I lean against an enormous, carved boulder, part of a wall at the world’s number one tourist attraction, Machu Picchu, Peru. Stone buildings, temples and terraces, overwhelming in their elegance and size, lie before me arrayed on the side of a frighteningly steep mountainside. I’m fascinated by the Inca empire, which in the 1400s stretched from Ecuador through Bolivia and Peru to Argentina and Chile, leaving impressive monuments like this, now abandoned and lifeless except for tourists.


Earlier I visited Cuzco, the former centre of the Inca empire. Memories of the golden days are everywhere. I strolled through Coricancha, a temple built for the Sun God Inti, whose walls and floors were once covered in sheets of solid gold and the courtyard was filled with golden statues. A few minutes outside the city is the sprawling Fort Sacsayhuaman, renowned for the size of its construction stones, from 90 to 120 tons.
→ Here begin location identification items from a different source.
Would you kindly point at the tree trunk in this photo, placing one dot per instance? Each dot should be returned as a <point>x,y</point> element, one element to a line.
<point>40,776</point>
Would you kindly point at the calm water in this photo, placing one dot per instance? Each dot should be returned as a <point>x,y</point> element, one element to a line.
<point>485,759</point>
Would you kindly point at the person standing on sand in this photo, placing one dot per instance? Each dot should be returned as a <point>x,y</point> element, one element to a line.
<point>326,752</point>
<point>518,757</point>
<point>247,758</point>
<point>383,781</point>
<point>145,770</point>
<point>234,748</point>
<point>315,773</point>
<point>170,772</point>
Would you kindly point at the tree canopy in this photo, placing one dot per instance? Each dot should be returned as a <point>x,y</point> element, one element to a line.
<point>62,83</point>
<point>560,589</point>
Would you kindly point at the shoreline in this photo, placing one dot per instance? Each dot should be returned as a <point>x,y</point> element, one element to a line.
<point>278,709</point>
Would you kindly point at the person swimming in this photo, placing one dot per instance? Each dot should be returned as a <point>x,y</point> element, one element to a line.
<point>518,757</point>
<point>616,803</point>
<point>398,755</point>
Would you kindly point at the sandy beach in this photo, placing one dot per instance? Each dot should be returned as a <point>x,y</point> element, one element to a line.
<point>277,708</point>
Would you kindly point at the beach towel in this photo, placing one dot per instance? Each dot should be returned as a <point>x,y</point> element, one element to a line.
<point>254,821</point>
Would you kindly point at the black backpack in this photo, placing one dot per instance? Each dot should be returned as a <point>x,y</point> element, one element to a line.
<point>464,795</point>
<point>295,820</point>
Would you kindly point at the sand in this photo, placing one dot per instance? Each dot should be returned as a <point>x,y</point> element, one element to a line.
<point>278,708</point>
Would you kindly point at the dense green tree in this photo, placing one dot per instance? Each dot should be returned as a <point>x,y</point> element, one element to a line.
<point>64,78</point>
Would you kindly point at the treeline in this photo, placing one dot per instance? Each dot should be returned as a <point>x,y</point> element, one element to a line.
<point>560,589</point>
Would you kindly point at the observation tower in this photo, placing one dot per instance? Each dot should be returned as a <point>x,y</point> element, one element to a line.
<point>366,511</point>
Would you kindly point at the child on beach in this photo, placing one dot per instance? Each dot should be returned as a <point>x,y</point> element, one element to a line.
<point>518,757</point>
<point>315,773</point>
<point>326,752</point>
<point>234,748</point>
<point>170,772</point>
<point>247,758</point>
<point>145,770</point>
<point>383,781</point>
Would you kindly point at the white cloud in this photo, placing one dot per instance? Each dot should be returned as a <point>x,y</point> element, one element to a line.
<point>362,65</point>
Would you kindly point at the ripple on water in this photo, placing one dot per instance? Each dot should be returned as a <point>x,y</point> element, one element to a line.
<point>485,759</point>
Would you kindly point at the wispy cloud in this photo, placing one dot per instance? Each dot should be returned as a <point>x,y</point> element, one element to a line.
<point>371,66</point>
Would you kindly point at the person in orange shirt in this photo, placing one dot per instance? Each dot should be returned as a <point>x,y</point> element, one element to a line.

I learn that the Inca society was remarkably advanced. They were accomplished engineers and designed and built complex stone structures without using cement. The tight fit and the concavity on the lower rocks made them extraordinarily stable, an important feature in an earthquake-prone area. Just as impressive, the Incas were also very capable administrators, governing in a benign and wise manner. Crime, for example, was almost non-existent. The Inca used quipu (bundled knotted strings) for recording and sending messages, and had an extensive road system including two main roads that ran the length of the empire, one in the highlands (5,250 kilometres) and one along the seacoast.

Providing food for the empire was a priority. On a hillside at Moray I looked down on a series of sinuous terraces laid out in concentric circles and arcs. The terraces mimic different climatic zones and were used as an agricultural laboratory to experiment with various types of plants.

At nearby Maras, I meandered through the oldest and most unusual salt mine in the world. It consists of about 2,000 small glistening white pools in which the waters from a saline-rich stream are evaporated, leaving salt. It is still “mined” as it was in the Inca days.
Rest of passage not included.